Still… you do need some know-how. We won’t even attempt to go into details here. Our ambition is merely to throw light on some finer nuances of building a PC for those who are already familiar with the basics. Plus, we’ll tell you what hardware you need (according to seasoned photographers) for a good photo editing machine.
And why are we focusing on a PC that’s specifically geared for photo editing?
Because you’ll need it if you are nurturing any hopes of winning the Best of SA bidorbuy photo competition!
First, let’s review some lesser-knows snags that can come to haunt even an experienced PC builder:
- Dirty sockets. That’s a definite no-no. There must be no dust or debris in any of them. (You don’t need to worry about this one if all yourcomponents are freshly unpacked, but it’s an important consideration if you are upgrading an old machine with, for example, a new CPU.)
- Mounting the motherboard into the case before installing the CPU cooler. It’s better to put the cooler in place first, or you may be forced to take the motherboard out again (the hassle!).
- Ignoring the sharp edges of computer cases. Many PC builders have learned to respect them only after suffering cuts on their fingers.
- Not being prepared to spend some time deciphering the “English” manuals written in a non-English speaking country. (And yes, consulting manuals is mandatory, even for the know-it-alls!)

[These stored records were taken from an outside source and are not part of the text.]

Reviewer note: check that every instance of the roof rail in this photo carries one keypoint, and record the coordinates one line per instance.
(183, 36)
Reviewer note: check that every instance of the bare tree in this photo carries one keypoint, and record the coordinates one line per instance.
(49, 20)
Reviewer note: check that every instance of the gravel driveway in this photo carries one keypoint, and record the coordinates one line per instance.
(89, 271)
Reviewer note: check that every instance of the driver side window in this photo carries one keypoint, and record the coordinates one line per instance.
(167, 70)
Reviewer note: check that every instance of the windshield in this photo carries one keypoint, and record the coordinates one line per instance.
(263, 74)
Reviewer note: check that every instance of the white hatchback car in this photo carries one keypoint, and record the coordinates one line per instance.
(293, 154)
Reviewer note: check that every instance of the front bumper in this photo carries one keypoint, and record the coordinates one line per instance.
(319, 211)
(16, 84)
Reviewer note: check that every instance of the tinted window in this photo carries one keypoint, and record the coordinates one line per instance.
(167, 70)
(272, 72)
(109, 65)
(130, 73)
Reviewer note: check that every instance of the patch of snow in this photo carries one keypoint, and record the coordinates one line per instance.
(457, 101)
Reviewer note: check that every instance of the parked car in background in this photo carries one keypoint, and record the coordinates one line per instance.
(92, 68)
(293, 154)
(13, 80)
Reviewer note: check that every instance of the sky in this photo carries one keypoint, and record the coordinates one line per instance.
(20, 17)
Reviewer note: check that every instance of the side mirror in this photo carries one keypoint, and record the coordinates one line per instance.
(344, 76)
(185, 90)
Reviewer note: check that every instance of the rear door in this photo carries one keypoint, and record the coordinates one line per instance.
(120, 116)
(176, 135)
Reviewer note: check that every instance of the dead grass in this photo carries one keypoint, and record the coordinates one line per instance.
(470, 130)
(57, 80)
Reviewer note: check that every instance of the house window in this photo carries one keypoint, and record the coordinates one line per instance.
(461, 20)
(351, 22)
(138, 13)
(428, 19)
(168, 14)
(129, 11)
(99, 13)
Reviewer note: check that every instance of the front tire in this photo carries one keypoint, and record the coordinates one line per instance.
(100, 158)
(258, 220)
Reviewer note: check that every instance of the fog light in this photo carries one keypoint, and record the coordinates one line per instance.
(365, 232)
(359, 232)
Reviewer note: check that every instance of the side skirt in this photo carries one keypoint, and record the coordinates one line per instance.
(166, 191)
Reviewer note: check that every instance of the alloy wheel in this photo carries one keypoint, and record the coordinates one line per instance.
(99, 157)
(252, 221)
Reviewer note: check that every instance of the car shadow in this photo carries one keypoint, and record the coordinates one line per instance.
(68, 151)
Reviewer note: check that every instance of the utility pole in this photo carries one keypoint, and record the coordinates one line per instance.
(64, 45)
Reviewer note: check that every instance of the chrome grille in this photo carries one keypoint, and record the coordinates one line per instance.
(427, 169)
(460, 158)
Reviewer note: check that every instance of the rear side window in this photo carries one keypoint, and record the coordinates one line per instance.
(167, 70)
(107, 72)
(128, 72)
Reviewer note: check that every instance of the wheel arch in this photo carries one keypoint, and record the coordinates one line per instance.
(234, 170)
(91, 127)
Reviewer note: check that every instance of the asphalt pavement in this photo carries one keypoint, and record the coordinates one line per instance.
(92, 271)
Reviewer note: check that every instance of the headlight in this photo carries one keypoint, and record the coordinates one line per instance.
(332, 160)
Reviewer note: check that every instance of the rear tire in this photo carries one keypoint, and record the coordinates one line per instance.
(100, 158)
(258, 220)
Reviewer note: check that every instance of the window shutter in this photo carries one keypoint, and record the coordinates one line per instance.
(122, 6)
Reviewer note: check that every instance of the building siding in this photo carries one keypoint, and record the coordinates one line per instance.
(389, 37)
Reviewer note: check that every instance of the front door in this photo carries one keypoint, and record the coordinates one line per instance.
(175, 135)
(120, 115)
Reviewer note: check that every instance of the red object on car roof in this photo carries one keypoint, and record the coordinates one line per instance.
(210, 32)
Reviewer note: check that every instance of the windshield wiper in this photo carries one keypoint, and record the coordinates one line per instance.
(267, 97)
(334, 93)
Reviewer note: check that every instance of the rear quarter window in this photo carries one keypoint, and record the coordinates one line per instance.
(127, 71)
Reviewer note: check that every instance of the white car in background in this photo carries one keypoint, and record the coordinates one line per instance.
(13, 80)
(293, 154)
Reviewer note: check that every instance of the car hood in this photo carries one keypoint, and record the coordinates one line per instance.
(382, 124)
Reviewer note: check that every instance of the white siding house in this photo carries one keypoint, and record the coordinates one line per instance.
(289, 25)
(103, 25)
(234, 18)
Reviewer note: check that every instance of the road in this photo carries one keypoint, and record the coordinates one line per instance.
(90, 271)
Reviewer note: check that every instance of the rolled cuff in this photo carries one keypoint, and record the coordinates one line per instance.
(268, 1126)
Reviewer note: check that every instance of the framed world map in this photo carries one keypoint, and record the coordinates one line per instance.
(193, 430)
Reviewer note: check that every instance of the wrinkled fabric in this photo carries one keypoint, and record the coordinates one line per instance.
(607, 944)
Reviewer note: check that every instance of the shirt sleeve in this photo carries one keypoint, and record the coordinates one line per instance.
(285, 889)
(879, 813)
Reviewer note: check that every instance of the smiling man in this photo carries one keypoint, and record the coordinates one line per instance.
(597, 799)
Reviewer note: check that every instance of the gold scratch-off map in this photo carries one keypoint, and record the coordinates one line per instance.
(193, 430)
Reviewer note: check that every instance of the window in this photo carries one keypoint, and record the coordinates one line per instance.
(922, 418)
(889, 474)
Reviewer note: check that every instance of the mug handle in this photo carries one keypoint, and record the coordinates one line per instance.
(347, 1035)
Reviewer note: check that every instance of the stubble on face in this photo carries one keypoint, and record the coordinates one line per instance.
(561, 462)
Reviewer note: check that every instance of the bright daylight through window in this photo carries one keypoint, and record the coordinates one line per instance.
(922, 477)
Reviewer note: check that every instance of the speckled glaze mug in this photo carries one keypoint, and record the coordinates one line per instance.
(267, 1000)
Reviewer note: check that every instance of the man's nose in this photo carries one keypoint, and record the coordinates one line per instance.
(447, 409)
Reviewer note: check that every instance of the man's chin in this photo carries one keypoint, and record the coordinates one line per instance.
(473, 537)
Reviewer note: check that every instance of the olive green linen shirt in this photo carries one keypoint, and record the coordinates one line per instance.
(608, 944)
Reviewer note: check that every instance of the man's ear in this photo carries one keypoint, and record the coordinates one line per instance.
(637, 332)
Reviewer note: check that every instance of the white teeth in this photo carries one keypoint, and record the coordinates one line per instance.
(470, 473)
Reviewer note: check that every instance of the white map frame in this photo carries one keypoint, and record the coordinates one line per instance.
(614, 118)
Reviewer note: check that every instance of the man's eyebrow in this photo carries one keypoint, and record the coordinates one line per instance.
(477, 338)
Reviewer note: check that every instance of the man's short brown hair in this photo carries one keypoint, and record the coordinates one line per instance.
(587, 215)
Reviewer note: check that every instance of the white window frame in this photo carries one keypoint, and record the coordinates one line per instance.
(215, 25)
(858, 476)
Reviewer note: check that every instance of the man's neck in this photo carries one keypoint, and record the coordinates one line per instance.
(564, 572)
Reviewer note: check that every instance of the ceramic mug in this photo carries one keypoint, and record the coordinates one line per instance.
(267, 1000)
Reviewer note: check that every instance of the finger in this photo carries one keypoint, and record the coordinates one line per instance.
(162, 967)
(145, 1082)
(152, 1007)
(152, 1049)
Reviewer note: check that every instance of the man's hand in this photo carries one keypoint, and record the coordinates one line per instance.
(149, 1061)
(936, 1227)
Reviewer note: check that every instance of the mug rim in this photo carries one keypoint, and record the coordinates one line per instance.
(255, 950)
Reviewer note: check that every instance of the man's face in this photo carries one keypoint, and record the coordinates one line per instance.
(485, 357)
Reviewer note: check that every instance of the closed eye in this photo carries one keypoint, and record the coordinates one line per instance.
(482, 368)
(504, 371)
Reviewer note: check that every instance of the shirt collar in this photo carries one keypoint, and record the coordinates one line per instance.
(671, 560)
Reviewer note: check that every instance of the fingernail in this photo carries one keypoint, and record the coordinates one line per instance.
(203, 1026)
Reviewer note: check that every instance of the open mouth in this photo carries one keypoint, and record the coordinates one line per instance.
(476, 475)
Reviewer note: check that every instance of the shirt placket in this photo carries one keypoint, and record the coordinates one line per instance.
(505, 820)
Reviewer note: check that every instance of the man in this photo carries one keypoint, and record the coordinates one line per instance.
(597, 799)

And now, let’s see what you need to have inside your machine for it to be worthy of the future winner of the bidorbuy October 2012 photo competition.

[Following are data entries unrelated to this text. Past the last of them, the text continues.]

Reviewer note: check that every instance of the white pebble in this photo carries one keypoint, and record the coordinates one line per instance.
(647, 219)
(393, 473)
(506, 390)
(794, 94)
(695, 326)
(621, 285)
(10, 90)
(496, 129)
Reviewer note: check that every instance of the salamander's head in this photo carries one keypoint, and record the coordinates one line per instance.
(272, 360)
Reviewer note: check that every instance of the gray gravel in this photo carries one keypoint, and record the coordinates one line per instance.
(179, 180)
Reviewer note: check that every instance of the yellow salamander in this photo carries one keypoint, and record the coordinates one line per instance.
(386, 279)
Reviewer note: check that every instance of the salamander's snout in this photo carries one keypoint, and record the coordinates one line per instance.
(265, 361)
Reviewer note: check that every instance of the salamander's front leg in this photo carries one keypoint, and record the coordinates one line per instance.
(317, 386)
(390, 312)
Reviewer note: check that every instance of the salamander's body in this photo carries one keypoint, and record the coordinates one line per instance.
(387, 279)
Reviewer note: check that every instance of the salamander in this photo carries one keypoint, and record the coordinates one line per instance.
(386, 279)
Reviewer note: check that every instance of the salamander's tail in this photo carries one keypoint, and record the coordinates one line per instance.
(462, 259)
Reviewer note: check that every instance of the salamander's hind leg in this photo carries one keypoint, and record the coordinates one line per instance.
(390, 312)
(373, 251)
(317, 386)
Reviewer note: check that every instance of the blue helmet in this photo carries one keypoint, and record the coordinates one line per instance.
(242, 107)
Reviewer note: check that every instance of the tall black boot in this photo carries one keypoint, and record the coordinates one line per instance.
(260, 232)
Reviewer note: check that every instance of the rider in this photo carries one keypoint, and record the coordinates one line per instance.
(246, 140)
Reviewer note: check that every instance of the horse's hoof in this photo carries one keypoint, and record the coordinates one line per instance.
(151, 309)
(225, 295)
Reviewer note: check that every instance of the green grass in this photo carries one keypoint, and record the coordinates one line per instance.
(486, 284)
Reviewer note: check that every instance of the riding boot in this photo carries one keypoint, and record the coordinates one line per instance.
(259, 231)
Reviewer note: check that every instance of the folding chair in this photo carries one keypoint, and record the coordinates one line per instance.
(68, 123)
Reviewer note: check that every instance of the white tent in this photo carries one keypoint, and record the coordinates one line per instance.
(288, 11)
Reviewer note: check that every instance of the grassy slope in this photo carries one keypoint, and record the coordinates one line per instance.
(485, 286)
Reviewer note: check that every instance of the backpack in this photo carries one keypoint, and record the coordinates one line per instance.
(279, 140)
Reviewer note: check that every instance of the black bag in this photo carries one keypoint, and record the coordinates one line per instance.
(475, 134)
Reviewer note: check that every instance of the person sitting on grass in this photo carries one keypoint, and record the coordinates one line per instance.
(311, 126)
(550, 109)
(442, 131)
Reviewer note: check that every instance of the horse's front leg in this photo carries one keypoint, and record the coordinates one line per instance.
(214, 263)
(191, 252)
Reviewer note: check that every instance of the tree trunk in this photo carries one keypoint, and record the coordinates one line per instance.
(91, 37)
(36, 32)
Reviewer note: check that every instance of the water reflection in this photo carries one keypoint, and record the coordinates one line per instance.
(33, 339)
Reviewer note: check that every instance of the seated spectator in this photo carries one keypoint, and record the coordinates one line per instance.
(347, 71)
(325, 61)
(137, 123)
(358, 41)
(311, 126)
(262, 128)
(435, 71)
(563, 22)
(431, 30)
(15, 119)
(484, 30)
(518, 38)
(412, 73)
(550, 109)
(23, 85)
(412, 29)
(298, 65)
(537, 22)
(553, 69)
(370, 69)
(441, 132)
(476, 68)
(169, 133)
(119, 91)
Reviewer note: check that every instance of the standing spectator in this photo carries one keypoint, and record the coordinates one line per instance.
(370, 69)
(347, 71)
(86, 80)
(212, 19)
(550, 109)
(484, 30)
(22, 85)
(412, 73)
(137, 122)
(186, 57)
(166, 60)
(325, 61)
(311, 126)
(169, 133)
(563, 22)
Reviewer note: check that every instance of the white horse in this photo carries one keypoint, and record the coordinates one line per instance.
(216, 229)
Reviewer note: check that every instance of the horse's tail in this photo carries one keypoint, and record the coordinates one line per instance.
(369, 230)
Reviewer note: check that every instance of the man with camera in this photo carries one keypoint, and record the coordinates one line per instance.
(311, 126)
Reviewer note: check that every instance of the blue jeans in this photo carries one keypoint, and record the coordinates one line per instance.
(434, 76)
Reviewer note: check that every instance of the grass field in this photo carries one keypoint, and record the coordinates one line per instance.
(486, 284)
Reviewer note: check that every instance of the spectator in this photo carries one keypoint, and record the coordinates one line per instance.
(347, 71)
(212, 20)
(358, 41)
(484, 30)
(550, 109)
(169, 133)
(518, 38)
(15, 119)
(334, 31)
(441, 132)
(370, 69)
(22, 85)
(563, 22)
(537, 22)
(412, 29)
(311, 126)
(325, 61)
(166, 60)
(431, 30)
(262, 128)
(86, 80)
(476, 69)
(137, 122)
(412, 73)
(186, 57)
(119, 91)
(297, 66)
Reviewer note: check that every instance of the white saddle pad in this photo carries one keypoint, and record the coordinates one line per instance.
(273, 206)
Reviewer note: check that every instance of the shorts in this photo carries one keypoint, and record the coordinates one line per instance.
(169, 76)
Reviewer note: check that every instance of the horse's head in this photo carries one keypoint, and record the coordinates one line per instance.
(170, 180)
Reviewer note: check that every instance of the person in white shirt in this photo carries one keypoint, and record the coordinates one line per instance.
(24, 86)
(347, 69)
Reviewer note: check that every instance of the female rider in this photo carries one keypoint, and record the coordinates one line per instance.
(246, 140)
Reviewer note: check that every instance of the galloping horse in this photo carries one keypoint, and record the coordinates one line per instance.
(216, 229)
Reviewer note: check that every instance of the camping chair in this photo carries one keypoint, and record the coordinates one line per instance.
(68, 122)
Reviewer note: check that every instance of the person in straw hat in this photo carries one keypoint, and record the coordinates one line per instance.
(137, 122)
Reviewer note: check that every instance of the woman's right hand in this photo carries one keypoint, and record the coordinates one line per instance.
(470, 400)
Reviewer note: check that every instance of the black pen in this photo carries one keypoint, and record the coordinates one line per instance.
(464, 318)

In a gist, a photographer’s PC must have:
- A powerful CPU (something like 3GHz or more, if you can afford it);
- Lots of memory (some recommend 16GB of RAM);
- Plenty of storage. It’s best to go with two internal hard disk derives, of which one should be at least 1TB big and reserved solely for photos. Plus, you’ll need one or more external HDDs for extra storage and back-ups, as well as a plethora of flash drives;
- A mid-range graphics card (you’ll be editing images, not playing games, remember?)
- A good monitor that can be calibrated to be colour-accurate (well, almost; no monitor is perfect). And two monitors are better than one to ensure a smooth work-flow for a dedicated photographer!
We can’t promise that you’ll win our October 2012 photo competition even it you follow all our recommendations to the letter. However, having the right hardware (plus the software, of course) will make your photo editing tasks a little easier, and it may result in better images too.